Oxford University Hospitals are “on alert” following the global ransomware cyber attack that has infected tens of thousands of computers in almost 100 countries, a spokesperson has said.
“We were notified yesterday by NHS Digital about the cyber attacks on the NHS and we are on alert at present,” said Peter Knight, Chief Information and Digital Officer of Oxford University Hospitals NHS Foundation Trust.
He added: “So far, our strong security measures are holding solid. We continue to closely monitor the situation and have asked staff to be vigilant. Protecting patient information is our top priority.”
Despite concerns that the University’s internal emailing system may have been affected by the breach, there have been “no reported issues” so far, a University source said.

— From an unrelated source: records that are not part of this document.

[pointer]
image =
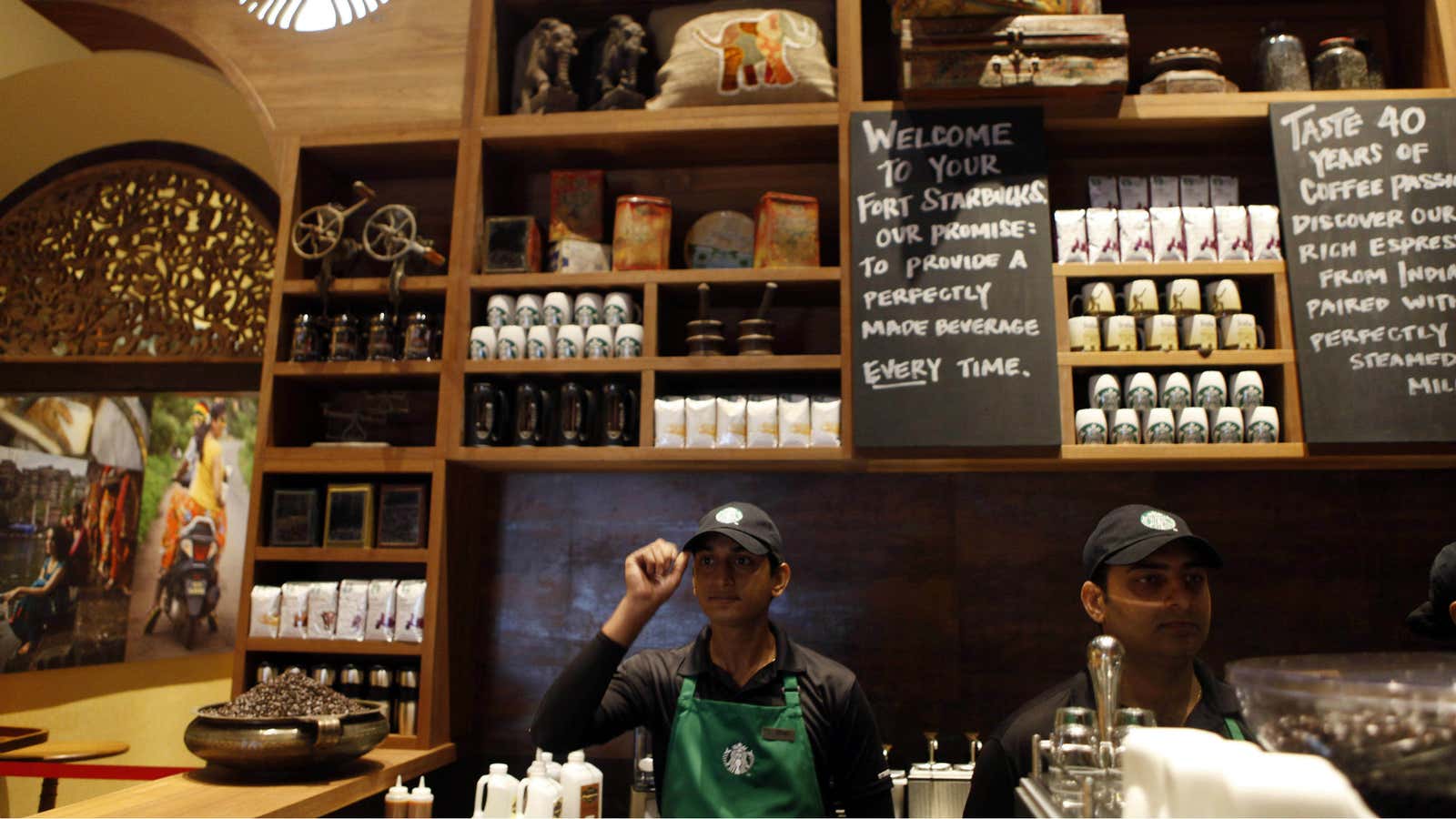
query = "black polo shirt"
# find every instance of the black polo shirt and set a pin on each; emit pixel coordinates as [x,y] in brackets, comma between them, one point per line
[1006,753]
[599,695]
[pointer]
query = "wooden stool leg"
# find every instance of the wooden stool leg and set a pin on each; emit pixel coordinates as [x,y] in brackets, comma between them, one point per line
[47,794]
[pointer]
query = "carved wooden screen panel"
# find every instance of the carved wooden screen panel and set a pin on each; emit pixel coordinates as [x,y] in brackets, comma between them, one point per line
[136,258]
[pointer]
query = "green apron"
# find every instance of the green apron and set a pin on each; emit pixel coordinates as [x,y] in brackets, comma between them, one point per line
[733,760]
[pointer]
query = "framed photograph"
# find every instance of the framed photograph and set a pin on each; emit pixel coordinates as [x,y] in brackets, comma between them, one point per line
[400,516]
[349,519]
[295,518]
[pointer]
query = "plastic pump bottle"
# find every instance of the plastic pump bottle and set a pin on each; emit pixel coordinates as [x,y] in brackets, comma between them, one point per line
[421,802]
[397,800]
[581,787]
[495,794]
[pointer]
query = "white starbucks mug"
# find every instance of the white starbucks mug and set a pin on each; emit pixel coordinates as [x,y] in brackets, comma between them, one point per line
[1263,426]
[1174,392]
[1161,332]
[619,308]
[599,341]
[557,309]
[1210,390]
[541,341]
[1159,428]
[1084,334]
[587,309]
[1193,426]
[1127,428]
[571,339]
[628,341]
[1228,426]
[482,343]
[500,310]
[1104,392]
[1091,426]
[1247,390]
[510,343]
[529,310]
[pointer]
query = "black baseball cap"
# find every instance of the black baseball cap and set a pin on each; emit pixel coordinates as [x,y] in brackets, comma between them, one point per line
[1433,617]
[1132,532]
[743,523]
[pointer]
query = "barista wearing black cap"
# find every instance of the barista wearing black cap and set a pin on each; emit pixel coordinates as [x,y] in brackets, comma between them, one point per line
[1436,617]
[744,720]
[1147,584]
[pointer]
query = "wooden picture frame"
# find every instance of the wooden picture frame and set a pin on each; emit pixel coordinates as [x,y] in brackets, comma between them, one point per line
[402,516]
[349,519]
[295,519]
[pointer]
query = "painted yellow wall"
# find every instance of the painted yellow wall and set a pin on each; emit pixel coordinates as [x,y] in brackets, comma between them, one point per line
[146,705]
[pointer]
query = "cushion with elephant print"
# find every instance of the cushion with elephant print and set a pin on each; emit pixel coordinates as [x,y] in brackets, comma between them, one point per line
[746,57]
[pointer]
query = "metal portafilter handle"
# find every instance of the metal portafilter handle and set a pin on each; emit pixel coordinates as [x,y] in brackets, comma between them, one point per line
[1106,666]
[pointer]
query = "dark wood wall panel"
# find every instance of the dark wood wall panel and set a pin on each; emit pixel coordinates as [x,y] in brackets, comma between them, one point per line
[954,598]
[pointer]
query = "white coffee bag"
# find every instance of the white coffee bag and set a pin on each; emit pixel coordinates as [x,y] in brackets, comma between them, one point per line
[1168,239]
[410,603]
[1232,223]
[264,611]
[703,421]
[293,617]
[1198,238]
[670,421]
[324,610]
[1264,232]
[733,421]
[824,419]
[353,610]
[1072,237]
[380,620]
[1103,235]
[763,420]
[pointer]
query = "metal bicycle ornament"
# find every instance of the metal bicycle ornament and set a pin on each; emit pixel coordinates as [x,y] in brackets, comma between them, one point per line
[390,235]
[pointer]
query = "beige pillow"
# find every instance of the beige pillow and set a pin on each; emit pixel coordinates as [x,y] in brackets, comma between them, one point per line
[746,57]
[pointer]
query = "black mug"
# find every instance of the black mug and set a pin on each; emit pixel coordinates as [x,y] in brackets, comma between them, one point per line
[533,416]
[575,416]
[490,416]
[619,414]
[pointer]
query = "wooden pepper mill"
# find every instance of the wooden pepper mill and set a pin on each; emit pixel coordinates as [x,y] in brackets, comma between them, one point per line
[705,336]
[756,334]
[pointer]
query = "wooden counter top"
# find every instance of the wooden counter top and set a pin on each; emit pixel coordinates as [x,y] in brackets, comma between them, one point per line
[211,792]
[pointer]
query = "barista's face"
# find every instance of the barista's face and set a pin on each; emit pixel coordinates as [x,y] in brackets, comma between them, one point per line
[1159,608]
[734,586]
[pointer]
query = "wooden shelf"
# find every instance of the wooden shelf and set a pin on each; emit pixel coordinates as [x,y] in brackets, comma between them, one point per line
[1164,452]
[210,792]
[1167,270]
[315,554]
[369,286]
[1178,359]
[295,646]
[662,278]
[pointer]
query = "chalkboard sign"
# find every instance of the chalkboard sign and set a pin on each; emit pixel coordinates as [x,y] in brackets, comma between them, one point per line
[1368,193]
[953,319]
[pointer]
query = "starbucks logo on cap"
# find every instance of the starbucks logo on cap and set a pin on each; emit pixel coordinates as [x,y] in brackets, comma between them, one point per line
[1155,519]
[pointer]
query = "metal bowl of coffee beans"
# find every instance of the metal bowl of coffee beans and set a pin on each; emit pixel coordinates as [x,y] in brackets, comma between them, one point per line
[286,723]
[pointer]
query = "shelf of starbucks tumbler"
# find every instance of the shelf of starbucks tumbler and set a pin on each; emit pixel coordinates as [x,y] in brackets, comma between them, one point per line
[1183,452]
[368,286]
[695,136]
[296,646]
[211,792]
[1178,359]
[315,554]
[356,369]
[1167,270]
[349,460]
[660,278]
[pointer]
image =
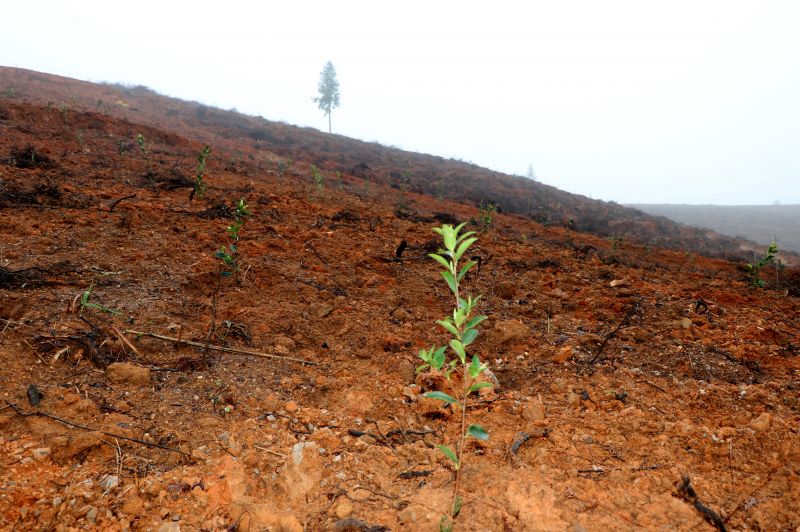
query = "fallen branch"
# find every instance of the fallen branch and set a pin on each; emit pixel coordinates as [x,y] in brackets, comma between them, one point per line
[220,348]
[117,201]
[687,493]
[610,335]
[90,429]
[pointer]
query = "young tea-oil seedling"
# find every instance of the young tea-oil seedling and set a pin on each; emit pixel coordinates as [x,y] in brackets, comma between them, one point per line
[462,328]
[199,184]
[319,179]
[754,270]
[485,213]
[146,154]
[84,303]
[229,254]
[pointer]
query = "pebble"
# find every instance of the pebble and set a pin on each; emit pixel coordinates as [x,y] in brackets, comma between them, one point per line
[533,412]
[40,453]
[344,509]
[762,422]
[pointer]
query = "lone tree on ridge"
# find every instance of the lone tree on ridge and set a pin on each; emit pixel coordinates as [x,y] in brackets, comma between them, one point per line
[328,87]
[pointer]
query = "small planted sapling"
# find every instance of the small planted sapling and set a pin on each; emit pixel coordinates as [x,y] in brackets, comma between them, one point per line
[319,179]
[146,154]
[199,185]
[461,325]
[754,270]
[229,254]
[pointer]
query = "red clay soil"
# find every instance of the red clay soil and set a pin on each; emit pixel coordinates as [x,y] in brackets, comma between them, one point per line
[621,369]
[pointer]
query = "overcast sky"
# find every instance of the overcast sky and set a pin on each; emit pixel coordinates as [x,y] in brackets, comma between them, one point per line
[679,101]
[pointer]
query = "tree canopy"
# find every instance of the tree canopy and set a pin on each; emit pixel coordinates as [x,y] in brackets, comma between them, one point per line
[328,87]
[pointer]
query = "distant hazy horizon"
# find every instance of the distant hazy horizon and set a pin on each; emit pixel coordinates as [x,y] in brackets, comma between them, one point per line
[627,101]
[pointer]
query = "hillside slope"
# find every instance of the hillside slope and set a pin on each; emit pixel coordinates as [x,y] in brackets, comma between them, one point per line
[620,368]
[241,135]
[759,223]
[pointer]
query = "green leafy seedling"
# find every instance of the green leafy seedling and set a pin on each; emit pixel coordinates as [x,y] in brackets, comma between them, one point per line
[199,184]
[461,326]
[754,270]
[229,253]
[84,302]
[319,179]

Students at some colleges have been instructed to update computers and be “extra cautious” with email attachments. Computers running software older than the latest version of Windows and Apple OS X are susceptible to the threat.
In an email to Somerville students, the College IT Support officers said: “We are taking steps to double check that Somerville has the latest security patches installed on all the College servers and computers.”
The email recommended that students ensure their software is up to date and update anti-virus software. It told students to “update [your] computers and be extra cautious with email attachments.”
There are concerns that once installed on a network PC, the malware will spread to other computers connect to the University’s server. It is believed that the threat, which has caused a reported 45,000 attacks worldwide, is spread through spread initially via infected email attachments.
A University spokesperson said: “The University takes a vigilant approach to information security and has been monitoring for the threat of a similar attack since Friday afternoon.
“At this point there is no evidence of an attack against the University, nor is there any evidence of malware infections. However the University will continue to monitor the situation and is ready to respond if required.
The attack has affected businesses and government offices from Mexico to Russia on Friday, with experts, including the European security organisation, Interpol, calling it the biggest ransomware outbreak ever.
Computers at NHS hospitals and GP surgeries were amongst those hit by the malware, which blocks access to any files on a PC until a ransom is paid.